En vertu du droit du travail, l’employeur est tenu de rembourser au travailleur tous les frais imposés par l’exécution du travail (cf. art. 327a al. 1 CO [RS 220], qui s’applique par analogie aux rapports de travail de droit public). Tel est le cas lorsque l’employé effectue, au nom et sur ordre de son employeur, des trajets avec son véhicule privé entre son lieu de travail et le lieu d’exécution de la mission (trajet d’intervention ou Einsatzweg), mais non pas lorsqu’il effectue des trajets avec son véhicule privé entre son domicile et son lieu de travail (trajet professionnel ou Berufsweg).

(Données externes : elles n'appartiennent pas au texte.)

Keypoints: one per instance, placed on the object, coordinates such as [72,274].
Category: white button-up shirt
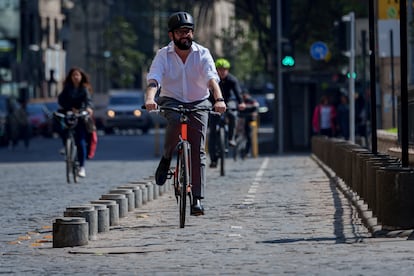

Le droit fiscal ne connaît pas de notion autonome de frais. Selon le principe de l’unité de l’ordre juridique, qui revêt une certaine importance en droit fiscal, il faut se référer au droit du travail, qui s’avère être le droit le plus spécifique à cet égard. En droit fiscal également, seuls sont donc considérés comme des frais remboursables ceux qui sont liés à une intervention concrète de l’employé au nom et sur ordre de l’employeur dans le cadre de son activité professionnelle. Il en va ainsi des frais d’utilisation du véhicule pour un « déplacement professionnel » au sens des ch. 49 du Guide du certificat de salaire et 2.4 de la circulaire n° 25 de la Conférence suisse des impôts « Modèle de règlement des remboursements de frais pour les entreprises et les organisations à but non lucratif » du 18 janvier 2008 (ci-après: circulaire n° 25 [remplacée le 13 décembre 2021 par le Règlement-Modèle de règlement des remboursements de frais pour les entreprises et les organisations à but non lucratif), déplacement qui doit être compris comme celui d’un « trajet d’intervention » au sens du droit du travail.
Le remboursement des frais d’intervention par l’employeur ne constitue pas un revenu d’une activité lucrative dépendante, dans la mesure où il indemnise les dépenses effectivement engagées par l’employé dans l’intérêt de son employeur. Il n’est donc pas imposable au sens de l’art. 17 LIFD, car il n’y a pas d’accroissement de fortune nette. Si le remboursement des frais dépasse toutefois les dépenses effectives de l’employé, ce qui peut en particulier se produire lorsqu’il est effectué de manière forfaitaire, alors la partie excédentaire du remboursement doit être considérée comme un revenu accessoire imposable au sens de l’art. 17 al. 1 LIFD.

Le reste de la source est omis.